Myelin is a lipid-protein bilayer that surrounds the axonal fibers of neurons (1). It plays an essential role in normal brain function by facilitating the rapid conduction of action potentials in the axon (2). Many neurological and degenerative diseases, such as multiple sclerosis (MS), are characterized by myelin damage and loss (3, 4). Thus, evaluations of demyelination and remyelination are essential for the accurate diagnosis and treatment monitoring of these diseases. Conventional magnetic resonance imaging (MRI) techniques, such as T₁- and T₂-weighted fast spin echo (T₁w- and T₂w-FSE), provide high soft-tissue contrast and are routinely used in the diagnosis of MS and many other neurological diseases. However, these clinical sequences are unable to distinguish demyelination lesions, such as those observed in MS, from the ones caused by inflammation, edema, axonal loss, or gliosis (5–7).

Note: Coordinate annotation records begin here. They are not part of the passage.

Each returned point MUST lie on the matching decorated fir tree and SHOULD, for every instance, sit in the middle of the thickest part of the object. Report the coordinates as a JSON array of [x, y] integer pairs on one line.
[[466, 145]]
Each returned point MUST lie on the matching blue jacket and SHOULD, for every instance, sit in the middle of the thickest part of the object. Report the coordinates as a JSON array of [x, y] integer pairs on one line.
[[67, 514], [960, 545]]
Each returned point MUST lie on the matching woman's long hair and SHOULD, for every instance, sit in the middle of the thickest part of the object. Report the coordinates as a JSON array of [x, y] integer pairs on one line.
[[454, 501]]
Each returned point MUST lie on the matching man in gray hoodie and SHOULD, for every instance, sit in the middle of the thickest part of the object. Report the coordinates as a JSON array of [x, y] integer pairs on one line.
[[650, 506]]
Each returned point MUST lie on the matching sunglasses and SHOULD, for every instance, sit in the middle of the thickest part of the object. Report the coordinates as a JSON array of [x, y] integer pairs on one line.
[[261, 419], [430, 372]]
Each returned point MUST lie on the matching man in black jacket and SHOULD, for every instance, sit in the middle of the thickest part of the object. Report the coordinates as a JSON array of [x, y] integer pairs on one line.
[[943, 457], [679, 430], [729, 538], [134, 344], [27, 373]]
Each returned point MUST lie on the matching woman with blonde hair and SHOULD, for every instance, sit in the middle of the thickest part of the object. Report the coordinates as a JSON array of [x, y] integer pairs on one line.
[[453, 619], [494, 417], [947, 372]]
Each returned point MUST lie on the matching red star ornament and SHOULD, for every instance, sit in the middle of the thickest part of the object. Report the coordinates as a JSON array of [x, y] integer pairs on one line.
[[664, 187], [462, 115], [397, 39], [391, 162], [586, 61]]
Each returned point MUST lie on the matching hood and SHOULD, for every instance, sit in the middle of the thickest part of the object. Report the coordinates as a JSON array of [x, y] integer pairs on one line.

Moreover, it is also difficult for clinical MRI to detect myelin damage in brains that appear to be normal (i.e., where there are no apparent lesions) (8). Consequently, developing myelin-specific imaging techniques is of critical importance to improved evaluation of neurological diseases in clinical practice.

In the last two decades, many myelin water imaging (MWI) techniques have been developed for the specific evaluation of myelin changes. Myelin water (MW) is the water component tightly bound or trapped in the myelin bilayer (9–14). It has much shorter T₁ and T₂ relaxation times than intracellular/extracellular water. Myelin water fraction (MWF), defined as the signal ratio of MW to total water, is the biomarker used to quantify MW content changes (15–18).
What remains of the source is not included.